4. Modern Numerical Methods in Computational Relativity (Lovelace)

Course plan: 
  • Introduction to next-generation Numerical Relativity. 
  • Task-based parallelism (what is it, how is it used in SpECTRE).
  • Discontinuous Galerkin spatial discretization for numerical relativity.
  • (Time permitting) Status of binary black hole simulations in SpECTRE. 
  • (Time permitting): Special topic: possible topics include adaptive mesh refinement, Cauchy Characteristic Evolution, and apparent horizon finding. 
References: 
Tutorials:  

Tutors: Ankur Barsode and vaishak.p@icts.res.in

These will use the SpECTRE docker container and will guide students through using SpECTRE. These assume some programming experience (python or any language for scientific computing).

  • Install Docker. Install ParaView. Install Visual Studio Code (homework, before first tutorial)

1. Make an account at GitHub if you don’t already have one, and have your GitHub username and password handy during the first tutorial.

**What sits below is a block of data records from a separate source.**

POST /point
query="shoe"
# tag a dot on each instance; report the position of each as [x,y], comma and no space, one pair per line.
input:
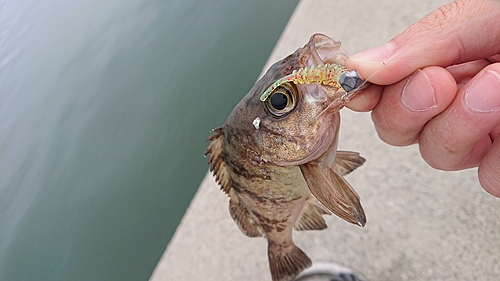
[328,271]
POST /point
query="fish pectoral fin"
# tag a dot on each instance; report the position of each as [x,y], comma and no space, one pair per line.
[334,192]
[242,217]
[310,216]
[217,161]
[347,161]
[286,262]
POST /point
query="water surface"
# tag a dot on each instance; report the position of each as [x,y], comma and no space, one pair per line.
[104,110]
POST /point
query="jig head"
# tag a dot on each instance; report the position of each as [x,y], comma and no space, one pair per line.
[327,74]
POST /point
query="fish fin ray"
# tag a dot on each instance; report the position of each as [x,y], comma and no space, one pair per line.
[243,218]
[286,263]
[334,192]
[217,161]
[347,161]
[310,217]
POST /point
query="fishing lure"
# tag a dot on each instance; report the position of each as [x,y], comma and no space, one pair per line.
[327,74]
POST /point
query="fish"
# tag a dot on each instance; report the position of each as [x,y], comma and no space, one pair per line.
[276,154]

2. Install Docker Desktop on their laptop (if Mac, they’ll want to make sure you choose Intel Chip if you have an Intel-based Mac; you’ll want to make sure to choose “Apple Chip” if you have an Apple Silicon (M1, M2) Mac). 

3. Install Visual Studio Code on your laptop:

  • Crash course: C++-17 for SpECTRE
  • Build a toy SpECTRE executable: Monte Carlo integration demonstrating task-based parallelism on multiple cores
  • Time permitting: Generate and visualize a DG computational domain. 
  • (Time permitting): Discontinuous-Galerkin example simulation (scalar wave / single black hole), convergence with h and p refinement, ParaView visualization.
  • (Time permitting): Plotting/visualizing data from SpECTRE simulations already completed (scalar wave / single black hole / binary black hole), how to fork, checkout, and build SpECTRE.